The analysis hits just a week before national climate negotiators arrive in Bonn for mid-year meetings.
“Right now, hundreds of business trade associations have access to the climate talks, and many of them are funded by some of the world’s biggest polluters and climate change deniers,” said International Policy Director Tamar Lawrence-Samuel. “With so many arsonists in the fire department, it’s no wonder we’ve failed to put the fire out.”
The UN Framework Convention on Climate Change recognizes 270 business/industry non-government organizations (BINGOs), and the CAI report focuses on six of them: the U.S. Chamber of Commerce, the National Mining Association, the Business Roundtable, FuelsEurope, the Business Council of Australia, and the International Chamber of Commerce.
“Under current UNFCCC policies, industry representatives like the World Coal Association, which aggressively promotes a coal-centred agenda, sit in the very rooms where delegates discuss policy options to avert climate disaster,” the report states. “These industry representatives are given free access to roam the same halls as world leaders who are working to ensure a sustainable future for all of humanity—not the fossil fuel industry exclusively.
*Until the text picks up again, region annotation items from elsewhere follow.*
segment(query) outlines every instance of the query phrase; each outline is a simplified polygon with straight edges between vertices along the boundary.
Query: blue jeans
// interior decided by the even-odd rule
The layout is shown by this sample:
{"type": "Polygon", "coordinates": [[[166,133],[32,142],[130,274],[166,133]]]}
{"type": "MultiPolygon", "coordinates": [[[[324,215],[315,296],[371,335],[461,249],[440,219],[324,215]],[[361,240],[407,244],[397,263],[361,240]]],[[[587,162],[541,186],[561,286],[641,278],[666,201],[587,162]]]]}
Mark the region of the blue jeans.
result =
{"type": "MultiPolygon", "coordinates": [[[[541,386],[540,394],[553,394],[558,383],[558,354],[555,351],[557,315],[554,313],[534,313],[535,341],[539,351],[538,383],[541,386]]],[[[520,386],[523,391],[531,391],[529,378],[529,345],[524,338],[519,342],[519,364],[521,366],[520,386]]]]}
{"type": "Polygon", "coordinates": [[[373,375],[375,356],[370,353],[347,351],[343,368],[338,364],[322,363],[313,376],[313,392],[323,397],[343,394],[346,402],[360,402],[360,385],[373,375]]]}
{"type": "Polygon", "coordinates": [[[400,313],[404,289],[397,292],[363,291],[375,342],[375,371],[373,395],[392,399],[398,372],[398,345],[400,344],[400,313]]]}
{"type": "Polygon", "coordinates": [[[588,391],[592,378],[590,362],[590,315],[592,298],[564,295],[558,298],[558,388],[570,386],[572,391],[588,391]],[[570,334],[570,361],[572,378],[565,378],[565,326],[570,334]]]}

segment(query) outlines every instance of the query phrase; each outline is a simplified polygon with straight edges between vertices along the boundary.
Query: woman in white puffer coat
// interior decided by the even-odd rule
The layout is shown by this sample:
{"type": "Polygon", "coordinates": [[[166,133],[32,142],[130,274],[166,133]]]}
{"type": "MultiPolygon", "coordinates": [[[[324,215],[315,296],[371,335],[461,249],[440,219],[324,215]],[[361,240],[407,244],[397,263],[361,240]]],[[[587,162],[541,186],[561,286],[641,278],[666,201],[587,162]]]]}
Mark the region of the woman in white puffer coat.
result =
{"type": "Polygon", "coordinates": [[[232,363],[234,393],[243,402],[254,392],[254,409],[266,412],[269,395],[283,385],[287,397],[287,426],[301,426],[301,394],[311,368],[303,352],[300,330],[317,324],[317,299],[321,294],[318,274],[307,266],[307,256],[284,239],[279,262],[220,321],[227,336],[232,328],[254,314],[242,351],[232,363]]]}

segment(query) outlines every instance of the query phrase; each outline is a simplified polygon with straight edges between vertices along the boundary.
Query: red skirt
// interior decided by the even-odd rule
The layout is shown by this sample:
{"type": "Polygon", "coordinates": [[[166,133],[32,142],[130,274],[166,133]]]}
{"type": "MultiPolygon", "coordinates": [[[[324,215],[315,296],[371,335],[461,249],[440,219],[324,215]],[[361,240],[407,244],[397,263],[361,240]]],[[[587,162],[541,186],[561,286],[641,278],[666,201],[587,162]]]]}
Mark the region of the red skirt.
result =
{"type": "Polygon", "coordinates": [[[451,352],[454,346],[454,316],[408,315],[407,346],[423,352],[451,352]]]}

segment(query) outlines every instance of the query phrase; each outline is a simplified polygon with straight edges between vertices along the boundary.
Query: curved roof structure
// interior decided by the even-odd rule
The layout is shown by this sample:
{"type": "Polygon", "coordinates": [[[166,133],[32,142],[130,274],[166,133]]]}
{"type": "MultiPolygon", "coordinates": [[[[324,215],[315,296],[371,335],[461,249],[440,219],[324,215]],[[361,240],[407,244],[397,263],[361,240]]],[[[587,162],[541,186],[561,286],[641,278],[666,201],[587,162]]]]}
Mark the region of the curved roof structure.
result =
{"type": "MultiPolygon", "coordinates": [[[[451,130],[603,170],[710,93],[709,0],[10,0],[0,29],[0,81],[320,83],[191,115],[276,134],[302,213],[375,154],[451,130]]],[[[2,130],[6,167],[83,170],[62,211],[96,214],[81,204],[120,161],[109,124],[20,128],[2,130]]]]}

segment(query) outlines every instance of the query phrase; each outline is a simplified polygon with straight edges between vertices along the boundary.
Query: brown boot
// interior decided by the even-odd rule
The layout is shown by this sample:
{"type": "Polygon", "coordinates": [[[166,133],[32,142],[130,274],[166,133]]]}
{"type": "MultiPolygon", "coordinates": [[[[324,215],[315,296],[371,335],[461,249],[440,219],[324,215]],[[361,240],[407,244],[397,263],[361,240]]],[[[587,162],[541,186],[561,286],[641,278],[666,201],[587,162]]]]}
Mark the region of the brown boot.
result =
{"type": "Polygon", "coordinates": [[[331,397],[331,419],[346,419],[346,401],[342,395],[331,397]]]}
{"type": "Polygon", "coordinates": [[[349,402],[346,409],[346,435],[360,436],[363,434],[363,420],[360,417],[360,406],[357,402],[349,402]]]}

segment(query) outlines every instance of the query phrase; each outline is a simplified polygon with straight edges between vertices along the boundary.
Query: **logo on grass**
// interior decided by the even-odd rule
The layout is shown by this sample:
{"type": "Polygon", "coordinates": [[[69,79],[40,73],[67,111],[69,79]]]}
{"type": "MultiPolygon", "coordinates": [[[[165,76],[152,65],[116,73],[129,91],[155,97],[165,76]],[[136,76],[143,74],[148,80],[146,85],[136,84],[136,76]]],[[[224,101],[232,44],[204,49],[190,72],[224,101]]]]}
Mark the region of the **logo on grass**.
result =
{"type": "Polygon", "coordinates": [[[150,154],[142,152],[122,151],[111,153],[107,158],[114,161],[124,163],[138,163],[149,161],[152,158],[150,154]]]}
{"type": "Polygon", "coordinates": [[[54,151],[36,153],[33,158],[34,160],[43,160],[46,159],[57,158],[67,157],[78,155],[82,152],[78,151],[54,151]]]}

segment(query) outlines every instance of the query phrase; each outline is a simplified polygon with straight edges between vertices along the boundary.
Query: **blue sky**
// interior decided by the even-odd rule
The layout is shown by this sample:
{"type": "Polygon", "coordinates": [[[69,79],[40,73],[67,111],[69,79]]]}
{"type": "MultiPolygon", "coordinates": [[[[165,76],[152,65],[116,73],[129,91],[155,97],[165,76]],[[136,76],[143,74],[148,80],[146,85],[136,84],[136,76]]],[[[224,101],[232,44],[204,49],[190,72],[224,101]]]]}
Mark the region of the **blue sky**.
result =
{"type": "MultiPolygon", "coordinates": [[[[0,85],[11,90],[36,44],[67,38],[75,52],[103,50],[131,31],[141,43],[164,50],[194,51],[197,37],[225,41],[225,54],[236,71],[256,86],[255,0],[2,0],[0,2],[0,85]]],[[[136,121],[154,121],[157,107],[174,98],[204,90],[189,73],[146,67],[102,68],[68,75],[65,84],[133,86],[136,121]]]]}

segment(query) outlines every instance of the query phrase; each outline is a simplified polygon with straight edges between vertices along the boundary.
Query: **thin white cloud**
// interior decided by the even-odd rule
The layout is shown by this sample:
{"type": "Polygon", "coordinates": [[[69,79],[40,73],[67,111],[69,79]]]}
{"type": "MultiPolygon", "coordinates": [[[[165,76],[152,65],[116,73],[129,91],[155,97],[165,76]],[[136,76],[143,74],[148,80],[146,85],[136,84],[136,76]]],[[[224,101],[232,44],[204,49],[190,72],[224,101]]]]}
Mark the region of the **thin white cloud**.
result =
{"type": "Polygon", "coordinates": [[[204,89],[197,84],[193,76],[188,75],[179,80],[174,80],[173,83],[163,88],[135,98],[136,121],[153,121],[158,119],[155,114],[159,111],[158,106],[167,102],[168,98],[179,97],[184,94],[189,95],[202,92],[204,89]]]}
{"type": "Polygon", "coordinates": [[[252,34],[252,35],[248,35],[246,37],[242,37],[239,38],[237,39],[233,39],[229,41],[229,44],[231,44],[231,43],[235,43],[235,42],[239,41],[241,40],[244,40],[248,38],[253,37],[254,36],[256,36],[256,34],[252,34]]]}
Like their fossil fuel funders, these organizations have hefty track records of climate denialism and a portfolio that includes using backhanded tactics to stop key climate policies in their tracks.”
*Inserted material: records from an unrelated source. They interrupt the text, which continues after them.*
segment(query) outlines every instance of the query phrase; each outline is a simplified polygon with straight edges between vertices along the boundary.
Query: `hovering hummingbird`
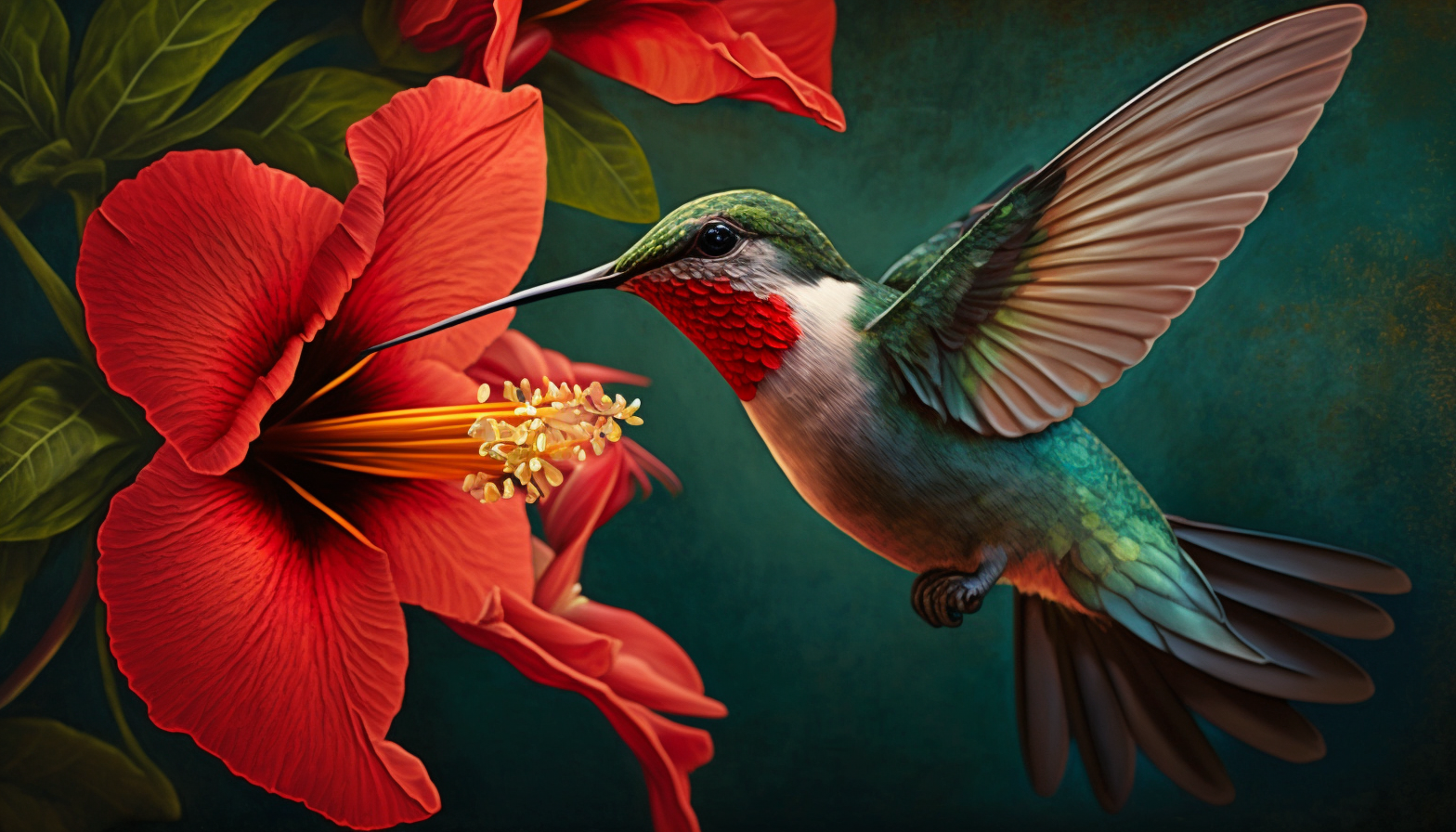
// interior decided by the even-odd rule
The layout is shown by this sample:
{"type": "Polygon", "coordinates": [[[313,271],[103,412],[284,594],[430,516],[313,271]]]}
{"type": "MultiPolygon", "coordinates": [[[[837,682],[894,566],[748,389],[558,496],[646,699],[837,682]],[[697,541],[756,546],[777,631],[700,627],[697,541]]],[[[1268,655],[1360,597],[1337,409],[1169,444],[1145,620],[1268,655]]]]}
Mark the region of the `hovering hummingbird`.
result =
{"type": "Polygon", "coordinates": [[[878,280],[796,207],[729,191],[668,214],[614,262],[373,350],[588,289],[635,293],[722,373],[820,514],[917,574],[957,627],[1015,587],[1016,696],[1032,787],[1070,740],[1115,812],[1136,749],[1210,803],[1233,787],[1191,713],[1274,756],[1324,755],[1286,699],[1373,692],[1296,627],[1393,629],[1348,590],[1409,580],[1367,555],[1165,516],[1075,417],[1147,354],[1294,162],[1364,31],[1299,12],[1184,64],[878,280]]]}

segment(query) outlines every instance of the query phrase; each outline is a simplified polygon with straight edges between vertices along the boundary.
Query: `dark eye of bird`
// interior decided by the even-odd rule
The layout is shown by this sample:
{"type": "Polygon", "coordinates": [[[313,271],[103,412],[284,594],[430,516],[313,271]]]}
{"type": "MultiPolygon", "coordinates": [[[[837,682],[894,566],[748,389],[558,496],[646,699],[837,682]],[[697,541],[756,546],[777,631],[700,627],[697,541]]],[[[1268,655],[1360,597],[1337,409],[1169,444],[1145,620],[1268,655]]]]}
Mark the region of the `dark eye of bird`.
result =
{"type": "Polygon", "coordinates": [[[728,223],[708,223],[697,235],[697,249],[708,256],[722,256],[738,245],[738,232],[728,223]]]}

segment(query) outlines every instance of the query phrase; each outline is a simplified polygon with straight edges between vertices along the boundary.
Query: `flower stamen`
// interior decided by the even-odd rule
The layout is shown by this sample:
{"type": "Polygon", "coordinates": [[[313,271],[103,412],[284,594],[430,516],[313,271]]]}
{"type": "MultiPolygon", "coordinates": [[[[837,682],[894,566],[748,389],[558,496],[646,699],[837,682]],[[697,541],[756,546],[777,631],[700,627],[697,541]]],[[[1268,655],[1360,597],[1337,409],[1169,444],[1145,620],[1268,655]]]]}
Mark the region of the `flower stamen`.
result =
{"type": "Polygon", "coordinates": [[[642,424],[639,401],[607,396],[596,382],[568,389],[545,377],[540,386],[521,379],[518,386],[505,382],[502,393],[505,401],[485,401],[491,388],[480,385],[473,405],[284,420],[256,447],[377,476],[453,479],[482,503],[510,500],[517,490],[534,503],[563,482],[556,463],[585,460],[588,446],[600,455],[622,439],[623,421],[642,424]]]}

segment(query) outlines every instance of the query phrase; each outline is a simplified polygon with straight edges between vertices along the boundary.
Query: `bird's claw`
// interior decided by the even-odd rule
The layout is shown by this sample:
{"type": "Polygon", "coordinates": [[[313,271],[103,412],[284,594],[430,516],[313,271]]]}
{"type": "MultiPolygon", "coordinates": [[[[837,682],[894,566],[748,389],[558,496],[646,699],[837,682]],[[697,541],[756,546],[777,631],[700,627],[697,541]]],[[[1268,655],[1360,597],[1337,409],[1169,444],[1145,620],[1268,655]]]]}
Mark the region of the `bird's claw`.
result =
{"type": "Polygon", "coordinates": [[[930,627],[960,627],[964,616],[981,608],[1005,567],[1006,557],[993,549],[983,552],[974,573],[949,568],[920,573],[910,587],[910,606],[930,627]]]}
Corporate Accountability International does see a role for business in the drive to implement the Paris agreement and decarbonize the global economy.
“The industry must transform its business practices to align with the essential commitments made by the global community to rein in the crisis,” the report states. “It must embrace the many viable solutions created by the scientific and technological community to minimize further irreversible climate devastation, while striving to meet the social and economic needs of a rapidly developing world. But it should not attempt to influence and undermine the policies created to address this crisis.”
At the intersessional meeting next week in Bonn, CAI and other international NGOs will be urging delegates to agree on a new, universal definition of conflict of interest and set a “stringent, transparent process” for participants in UNFCCC processes. “This process must be rigorous enough to ensure that those allowed to participate in the UNFCCC negotiations are motivated by the sole interest of protecting people and the planet, not private interests or what’s good for business,” CAI states.